Mired in 12th on a lap 64 restart after pitting when several frontrunners stayed out under the race’s fifth caution, Ambrose made little progress in getting back to the front.
Matters went from bad to worse for Ambrose when he veered into Max Papis, who was substituting for the injured Tony Stewart, and crashed along with Brian Vickers following a restart with six laps to go.
Ambrose’s day and shot at a third consecutive win at the 2.45-mile road course were done.
“I’m just really disappointed for my team,” said Ambrose, who on Saturday shattered the track record with a pole-winning lap of 128.241 mph.
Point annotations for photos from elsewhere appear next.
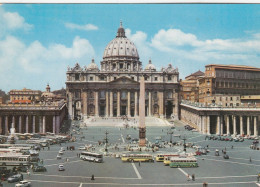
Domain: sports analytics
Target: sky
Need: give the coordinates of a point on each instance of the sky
(39, 41)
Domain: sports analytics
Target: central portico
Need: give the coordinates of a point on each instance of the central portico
(113, 90)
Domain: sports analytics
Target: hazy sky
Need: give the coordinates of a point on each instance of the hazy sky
(38, 42)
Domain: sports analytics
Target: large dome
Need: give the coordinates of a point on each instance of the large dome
(121, 46)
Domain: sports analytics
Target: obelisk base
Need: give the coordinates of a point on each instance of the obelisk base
(142, 140)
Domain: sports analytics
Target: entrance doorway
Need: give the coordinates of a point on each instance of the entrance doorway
(123, 110)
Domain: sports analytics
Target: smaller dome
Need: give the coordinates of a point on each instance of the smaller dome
(150, 66)
(93, 65)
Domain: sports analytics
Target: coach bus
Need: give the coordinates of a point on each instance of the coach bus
(93, 157)
(137, 158)
(14, 160)
(181, 162)
(160, 157)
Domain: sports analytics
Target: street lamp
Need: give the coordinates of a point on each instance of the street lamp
(106, 141)
(170, 133)
(184, 144)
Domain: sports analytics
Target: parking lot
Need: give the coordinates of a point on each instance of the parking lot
(238, 170)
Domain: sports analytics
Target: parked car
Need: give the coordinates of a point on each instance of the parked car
(61, 167)
(23, 184)
(39, 169)
(15, 178)
(225, 156)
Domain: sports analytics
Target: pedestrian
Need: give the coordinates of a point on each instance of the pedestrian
(188, 177)
(193, 177)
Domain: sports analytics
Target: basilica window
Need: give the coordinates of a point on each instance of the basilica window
(76, 77)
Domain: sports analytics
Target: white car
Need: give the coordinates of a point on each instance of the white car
(82, 148)
(61, 152)
(23, 184)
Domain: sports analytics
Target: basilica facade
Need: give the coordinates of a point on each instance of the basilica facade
(113, 90)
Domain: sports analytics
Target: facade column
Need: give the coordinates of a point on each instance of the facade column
(57, 124)
(234, 125)
(1, 129)
(128, 104)
(33, 124)
(161, 104)
(228, 126)
(20, 124)
(53, 124)
(136, 104)
(149, 103)
(107, 104)
(96, 104)
(111, 104)
(241, 126)
(43, 125)
(40, 124)
(255, 126)
(208, 125)
(6, 125)
(248, 126)
(218, 125)
(221, 124)
(27, 124)
(71, 116)
(118, 103)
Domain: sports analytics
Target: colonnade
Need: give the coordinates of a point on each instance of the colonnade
(30, 123)
(208, 123)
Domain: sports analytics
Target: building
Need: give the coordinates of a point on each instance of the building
(113, 90)
(190, 86)
(33, 118)
(24, 96)
(225, 84)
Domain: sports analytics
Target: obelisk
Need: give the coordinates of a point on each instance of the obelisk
(142, 141)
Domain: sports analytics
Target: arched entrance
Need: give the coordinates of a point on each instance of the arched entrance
(169, 107)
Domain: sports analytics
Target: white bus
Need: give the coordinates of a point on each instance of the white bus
(14, 160)
(93, 157)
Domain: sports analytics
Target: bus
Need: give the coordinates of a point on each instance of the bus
(160, 157)
(93, 157)
(137, 158)
(14, 160)
(180, 162)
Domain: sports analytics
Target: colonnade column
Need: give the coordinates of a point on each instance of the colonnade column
(44, 125)
(228, 126)
(20, 124)
(208, 124)
(255, 126)
(1, 129)
(107, 104)
(248, 126)
(221, 124)
(6, 125)
(118, 103)
(33, 124)
(40, 124)
(96, 104)
(241, 125)
(128, 104)
(136, 104)
(111, 104)
(149, 103)
(53, 124)
(218, 125)
(234, 125)
(27, 124)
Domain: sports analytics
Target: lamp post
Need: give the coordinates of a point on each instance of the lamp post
(106, 141)
(170, 133)
(184, 144)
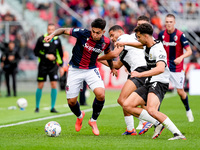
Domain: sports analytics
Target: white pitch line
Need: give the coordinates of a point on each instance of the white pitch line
(51, 117)
(67, 114)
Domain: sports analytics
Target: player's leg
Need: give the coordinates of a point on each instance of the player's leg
(38, 95)
(13, 74)
(177, 79)
(94, 81)
(74, 81)
(7, 82)
(41, 78)
(127, 89)
(184, 98)
(53, 75)
(53, 96)
(155, 97)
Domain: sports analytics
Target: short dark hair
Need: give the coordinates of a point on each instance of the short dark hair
(143, 17)
(171, 15)
(99, 23)
(144, 28)
(115, 28)
(51, 24)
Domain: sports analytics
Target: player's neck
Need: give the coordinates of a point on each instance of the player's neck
(171, 31)
(150, 42)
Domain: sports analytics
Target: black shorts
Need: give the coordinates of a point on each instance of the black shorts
(51, 70)
(139, 81)
(157, 88)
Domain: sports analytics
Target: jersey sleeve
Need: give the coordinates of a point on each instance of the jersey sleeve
(59, 53)
(160, 36)
(159, 54)
(77, 32)
(38, 47)
(184, 41)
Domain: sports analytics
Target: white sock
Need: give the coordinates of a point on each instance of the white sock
(141, 121)
(92, 120)
(171, 126)
(129, 122)
(80, 116)
(145, 116)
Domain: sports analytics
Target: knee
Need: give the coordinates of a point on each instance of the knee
(71, 102)
(151, 111)
(126, 105)
(100, 97)
(120, 101)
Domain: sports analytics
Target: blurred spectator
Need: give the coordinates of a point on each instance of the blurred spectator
(10, 60)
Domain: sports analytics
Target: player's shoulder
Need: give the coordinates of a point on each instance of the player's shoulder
(106, 39)
(126, 37)
(162, 32)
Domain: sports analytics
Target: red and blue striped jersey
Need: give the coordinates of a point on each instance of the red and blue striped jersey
(86, 50)
(173, 44)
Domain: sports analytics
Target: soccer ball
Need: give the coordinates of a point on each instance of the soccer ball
(22, 103)
(52, 129)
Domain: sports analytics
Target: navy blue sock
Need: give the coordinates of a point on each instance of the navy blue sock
(76, 109)
(186, 104)
(97, 107)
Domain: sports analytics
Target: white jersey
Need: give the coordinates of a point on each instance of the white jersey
(153, 55)
(131, 57)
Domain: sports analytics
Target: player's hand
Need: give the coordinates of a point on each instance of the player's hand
(51, 57)
(11, 57)
(119, 44)
(61, 71)
(135, 74)
(178, 60)
(48, 38)
(114, 72)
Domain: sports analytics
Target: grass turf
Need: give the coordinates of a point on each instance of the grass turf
(110, 123)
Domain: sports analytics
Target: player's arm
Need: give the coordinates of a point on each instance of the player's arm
(133, 44)
(38, 48)
(160, 68)
(112, 54)
(58, 32)
(116, 64)
(179, 59)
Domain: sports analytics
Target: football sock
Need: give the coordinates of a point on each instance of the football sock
(97, 107)
(171, 126)
(129, 122)
(38, 96)
(76, 109)
(186, 104)
(53, 97)
(145, 116)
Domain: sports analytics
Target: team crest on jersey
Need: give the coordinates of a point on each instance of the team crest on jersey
(77, 29)
(103, 45)
(55, 76)
(56, 42)
(175, 38)
(150, 56)
(67, 88)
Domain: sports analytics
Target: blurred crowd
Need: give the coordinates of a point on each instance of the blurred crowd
(121, 12)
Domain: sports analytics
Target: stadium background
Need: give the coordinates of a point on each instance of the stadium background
(25, 20)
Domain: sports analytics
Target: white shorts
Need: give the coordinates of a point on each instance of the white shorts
(76, 77)
(177, 79)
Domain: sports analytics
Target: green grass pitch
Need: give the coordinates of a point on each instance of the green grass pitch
(110, 123)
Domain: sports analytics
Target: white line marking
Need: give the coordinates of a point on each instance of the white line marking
(51, 117)
(67, 114)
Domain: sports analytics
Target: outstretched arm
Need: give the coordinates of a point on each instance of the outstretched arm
(160, 68)
(179, 59)
(112, 54)
(134, 44)
(116, 64)
(57, 32)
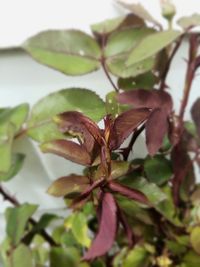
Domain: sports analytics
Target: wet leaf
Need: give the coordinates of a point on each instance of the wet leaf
(72, 52)
(17, 219)
(189, 21)
(158, 169)
(151, 45)
(107, 229)
(68, 184)
(41, 126)
(68, 150)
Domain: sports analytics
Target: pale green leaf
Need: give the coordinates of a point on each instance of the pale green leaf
(64, 257)
(70, 51)
(77, 222)
(17, 219)
(41, 127)
(189, 21)
(21, 257)
(158, 169)
(137, 257)
(151, 45)
(16, 165)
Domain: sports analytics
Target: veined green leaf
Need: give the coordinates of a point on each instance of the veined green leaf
(70, 51)
(151, 45)
(189, 21)
(41, 126)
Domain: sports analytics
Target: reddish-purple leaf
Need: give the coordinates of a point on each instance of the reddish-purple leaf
(68, 184)
(156, 128)
(195, 111)
(107, 229)
(181, 164)
(76, 123)
(84, 196)
(127, 228)
(69, 150)
(128, 192)
(125, 124)
(147, 99)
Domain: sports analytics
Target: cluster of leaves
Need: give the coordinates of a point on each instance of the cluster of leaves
(137, 212)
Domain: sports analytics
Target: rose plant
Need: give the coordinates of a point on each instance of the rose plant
(125, 211)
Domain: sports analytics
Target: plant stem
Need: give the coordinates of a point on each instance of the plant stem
(168, 65)
(127, 150)
(108, 76)
(16, 203)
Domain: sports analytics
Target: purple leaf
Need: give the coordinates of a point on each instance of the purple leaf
(181, 164)
(107, 229)
(195, 111)
(68, 184)
(147, 99)
(69, 150)
(125, 124)
(127, 192)
(156, 128)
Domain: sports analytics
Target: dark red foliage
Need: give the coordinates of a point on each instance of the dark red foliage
(107, 229)
(160, 103)
(125, 124)
(195, 111)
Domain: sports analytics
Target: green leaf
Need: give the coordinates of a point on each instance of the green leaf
(7, 131)
(144, 81)
(106, 27)
(150, 190)
(16, 165)
(41, 127)
(137, 257)
(158, 169)
(17, 219)
(70, 51)
(151, 45)
(123, 41)
(117, 66)
(11, 120)
(64, 257)
(191, 259)
(21, 257)
(139, 10)
(189, 21)
(68, 184)
(77, 222)
(16, 116)
(117, 50)
(195, 239)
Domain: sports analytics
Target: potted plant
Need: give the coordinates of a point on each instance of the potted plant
(125, 211)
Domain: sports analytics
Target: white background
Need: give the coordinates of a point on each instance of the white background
(23, 80)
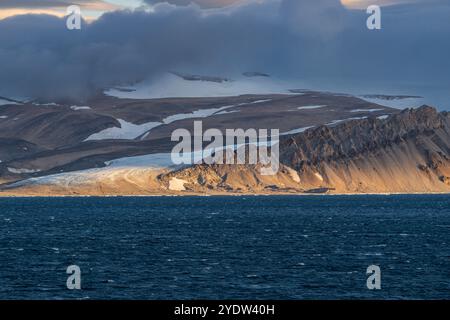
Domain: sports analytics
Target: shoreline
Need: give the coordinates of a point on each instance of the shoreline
(230, 195)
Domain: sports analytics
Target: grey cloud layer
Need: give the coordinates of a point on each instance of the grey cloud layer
(295, 39)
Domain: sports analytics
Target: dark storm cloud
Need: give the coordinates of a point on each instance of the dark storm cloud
(297, 39)
(39, 4)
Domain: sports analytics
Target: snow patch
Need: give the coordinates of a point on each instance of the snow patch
(176, 184)
(398, 103)
(77, 108)
(172, 86)
(319, 176)
(5, 102)
(22, 171)
(310, 107)
(366, 110)
(344, 120)
(294, 131)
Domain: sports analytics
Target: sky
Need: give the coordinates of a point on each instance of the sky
(323, 42)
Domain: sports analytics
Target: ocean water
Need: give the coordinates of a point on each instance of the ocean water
(287, 247)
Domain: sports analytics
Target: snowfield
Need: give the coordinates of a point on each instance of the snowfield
(127, 131)
(172, 86)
“Something was wrong with the car there and I just couldn’t get going. I could feel on the roll-around lap that something had broken, but I just feel bad for the guys who got caught up in all that mess.”
Papis, in his first and likely only outing as a substitute driver for three-time champion Stewart, managed to salvage a 15th-place finish.
“The guy was sideways going up the hill,” Papis said of Ambrose. “I mean, I’m going up the hill. I touched him, I turned him — not on purpose, obviously. I think that something broke in the back of his car, I guess. Pretty weird deal. It was not a good thing.”
Prior to a caution on lap 61, which came out just moments after race winner Kyle Busch and a few other frontunners had pitted under green, Ambrose had been firmly in command.
With seemingly little effort, the Australian pulled away at the start of the race and several early restarts, and quickly regained the lead after Kevin Harvick used a different pit sequence to lead laps 31-38. But when Ambrose’s teammate, Aric Almirola, crashed into a tire barrier to bring out the yellow on lap 61, Ambrose had not made his green-flag pit stop, forcing him to surrender the lead and pit under caution while Busch and other frontrunners who pitted under green stayed out.
Ambrose never whiffed the lead again.
“That’s just the way it goes,” said Ambrose, who hoped to join Mark Martin and Jeff Gordon as the only drivers with three consecutive wins at The Glen.
“We put on a strong showing, and I’m proud of my Stanley team and everybody at Richard Petty Motorsports for giving me the opportunity to run well. It wasn’t our day, but we’ve had plenty of good days here. We just need to reflect on this, and we’ll wake up tomorrow and just press on and go to the next one.”